One can find Salvadoran-style crema, tamarind-flavored candy and produce you can’t find anywhere else, like cactus paddles, prickly pears, calabacita (Mexican squash) and aloe leaves.
Supermercados – Spanish for supermarkets – have popped up throughout Oklahoma to meet the demand for authentic food ingredients from a growing Hispanic population and as second- and third-generation Latinos/Latinas seek connections to their culture.
Since 2010, the state’s Hispanic population has risen 26 percent to more than 400,000 people, according to the U.S. Census Bureau. It’s still growing.
This surge has created a vibrant potential for the supermercado industry throughout the state, says David Castillo, president of the Oklahoma City Hispanic Chamber of Commerce.
“Hispanics in Oklahoma have $7 billion in buying power,” he says. “It’s basically new money – a new market for businesses and more tax money for cities and the state.”
Two family-owned chains dominate the state’s supermercado landscape.

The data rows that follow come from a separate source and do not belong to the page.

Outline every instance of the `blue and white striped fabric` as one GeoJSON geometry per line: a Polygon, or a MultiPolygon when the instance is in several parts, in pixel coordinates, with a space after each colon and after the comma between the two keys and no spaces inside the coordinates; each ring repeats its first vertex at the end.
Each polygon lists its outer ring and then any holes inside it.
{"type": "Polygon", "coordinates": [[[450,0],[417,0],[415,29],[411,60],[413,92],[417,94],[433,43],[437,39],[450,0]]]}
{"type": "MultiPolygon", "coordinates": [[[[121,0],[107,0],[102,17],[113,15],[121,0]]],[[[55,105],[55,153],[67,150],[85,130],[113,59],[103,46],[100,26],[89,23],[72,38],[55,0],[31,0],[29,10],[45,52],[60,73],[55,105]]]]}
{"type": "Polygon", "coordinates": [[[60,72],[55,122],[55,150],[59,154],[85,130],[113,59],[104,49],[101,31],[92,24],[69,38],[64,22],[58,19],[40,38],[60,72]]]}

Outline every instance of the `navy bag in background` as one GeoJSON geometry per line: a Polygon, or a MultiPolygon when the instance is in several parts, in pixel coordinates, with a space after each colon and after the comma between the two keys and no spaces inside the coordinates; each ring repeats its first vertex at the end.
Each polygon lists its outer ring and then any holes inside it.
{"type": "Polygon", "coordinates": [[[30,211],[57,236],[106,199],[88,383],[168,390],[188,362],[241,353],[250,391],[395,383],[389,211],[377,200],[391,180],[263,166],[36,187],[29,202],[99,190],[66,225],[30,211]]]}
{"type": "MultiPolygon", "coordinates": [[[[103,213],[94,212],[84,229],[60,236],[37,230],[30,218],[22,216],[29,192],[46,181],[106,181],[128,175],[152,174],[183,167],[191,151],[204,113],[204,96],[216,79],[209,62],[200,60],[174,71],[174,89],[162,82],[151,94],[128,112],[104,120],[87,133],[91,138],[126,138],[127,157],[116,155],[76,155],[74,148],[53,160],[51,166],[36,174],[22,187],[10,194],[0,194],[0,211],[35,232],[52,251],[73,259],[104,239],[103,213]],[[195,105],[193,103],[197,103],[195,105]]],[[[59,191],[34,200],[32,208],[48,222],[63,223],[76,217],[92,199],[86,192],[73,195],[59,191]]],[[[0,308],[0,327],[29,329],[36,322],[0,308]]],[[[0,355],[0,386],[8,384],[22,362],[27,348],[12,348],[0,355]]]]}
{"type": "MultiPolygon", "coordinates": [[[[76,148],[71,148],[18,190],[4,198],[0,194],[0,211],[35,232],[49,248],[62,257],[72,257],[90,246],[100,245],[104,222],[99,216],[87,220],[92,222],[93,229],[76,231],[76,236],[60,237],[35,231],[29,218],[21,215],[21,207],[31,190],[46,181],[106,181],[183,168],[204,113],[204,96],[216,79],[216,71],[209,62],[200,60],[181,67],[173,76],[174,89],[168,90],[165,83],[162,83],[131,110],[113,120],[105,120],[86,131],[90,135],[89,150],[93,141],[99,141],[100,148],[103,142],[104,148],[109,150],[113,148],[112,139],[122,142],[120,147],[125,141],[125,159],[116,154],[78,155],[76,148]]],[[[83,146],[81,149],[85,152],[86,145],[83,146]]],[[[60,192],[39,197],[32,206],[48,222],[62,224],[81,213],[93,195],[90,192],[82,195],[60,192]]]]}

Supermercados Morelos has four stores in Tulsa and four in metropolitan Oklahoma City, while Supermercados Las Américas has four locations in Tulsa and one in Muskogee.
Greater Oklahoma City also has four Buy for Less Supermercados, as well as many mom-and-pop Hispanic meat markets and grocers. These smaller stores can also be found throughout the state.
“As the Hispanic community grows, the need for supermercados grows as well,” said Francisco Ibarra, co-owner of Supermercados Morelos.
Finding familiar food products from people’s motherlands boosts the quality of life for the Hispanic community.
“When I first came to America 33 years ago, I couldn’t find any of the ingredients from home,” says Margarita Vega, public relations manager for Supermercados Morelos. “It was really hard; it adds to that homesick feeling.”
Going to a supermercado is an experience to be shared with family.
“One of the strategies is to make the aisles wider because Hispanics bring more family members to shop with them,” Castillo says. “Some people come in every day to pick up fresh meat and produce for that evening’s meal.”
Supermercados extend beyond the Latino/Latina community. Ibarra says he expects to open several more Supermercados Morelos in the next three years, particularly in underserved areas known as food deserts. About 20 percent of Supermercados Morelos customers are African-American, Indian, Asian or anglo, says Vega, adding that common favorites among all customers include “beef tripe, pigs’ feet, oxtails, chitterlings and whole fish. They’re not going to find those cuts anywhere else.”
The popularity of America’s foodie culture has also expanded the appeal of ethnic grocery stores.
“Most people not only like Mexican food – they love it,” Vega says. “People are searching for authentic ingredients that they can use to prepare new cuisines at home and heighten their cultural experience.”